Courtesy of Park Circus

Screening & Live Event
The Best Years of Our Lives: Engineering the Body

Part of Science on Screen
Sunday, March 24, 2019, 2:00 p.m.
Museum of the Moving Image - Redstone Theater

With historian David Serlin and assistive technology expert Anita Perr in conversation

Dir. William Wyler. 1946, 170 mins. DCP. With Myrna Loy, Fredric March, Teresa Wright, Dana Andrews, Virginia Mayo, Harold Russell, Hoagy Carmichael. Three veterans struggle to readjust to their home lives after World War II. The biggest struggle comes for Homer (played by real-life veteran Harold Russell), who has lost both hands in combat and must learn to adapt to prosthetic hooks. Winner of eight Academy Awards, including Best Picture, Best Director, Best Screenplay, and Best Actor, William Wyler’s production is one of the most moving of all classic Hollywood films. The screening will be followed by a conversation about engineering prosthetics and the power and limitations of non-normative bodies. 

Tickets: $15 ($11 seniors and students / $7 youth (ages 3–17) / free for children under 3 and Museum members at the Film Lover and Kids Premium levels and above). Order tickets online. (Members may contact members@movingimage.us with questions regarding online reservations.) 

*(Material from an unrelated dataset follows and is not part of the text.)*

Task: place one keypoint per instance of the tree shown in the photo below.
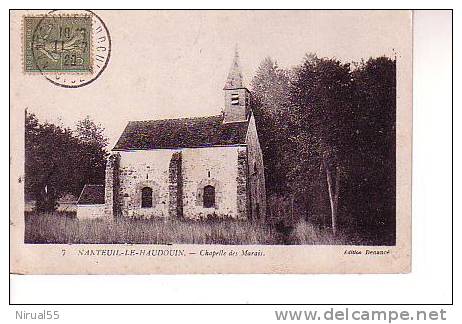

Ticket purchase includes same-day admission to the Museum (see gallery hours). View the Museum’s ticketing policy here. For more information on membership and to join online, visit our membership page.

About the speakers:

David Serlin is a professor of Communication and Science Studies, and affiliated faculty in Critical Gender Studies, at the University of California, San Diego. A former research fellow at the National Institutes of Health, Professor Serlin’s books include Artificial Parts, Practical Lives: Modern Histories of Prosthetics (NYU Press, 2002), Replaceable You: Engineering the Body in Postwar America (University of Chicago Press, 2004), and Keywords for Disability Studies (NYU Press, 2015).

Anita Perr is a Clinical Associate Professor in the Department of Occupational Therapy at New York University. She has expertise in the use of assistive technology by persons with disabilities. Collaborations that Dr. Perr spearheaded with NYU Tisch's Interactive Telecommunications Program and NYU Tandon's Integrated Digital Media Program resulted in the development of the NYU Ability project, an interdisciplinary research space for the development of assistive technologies, where Dr. Perr is the Co-Director.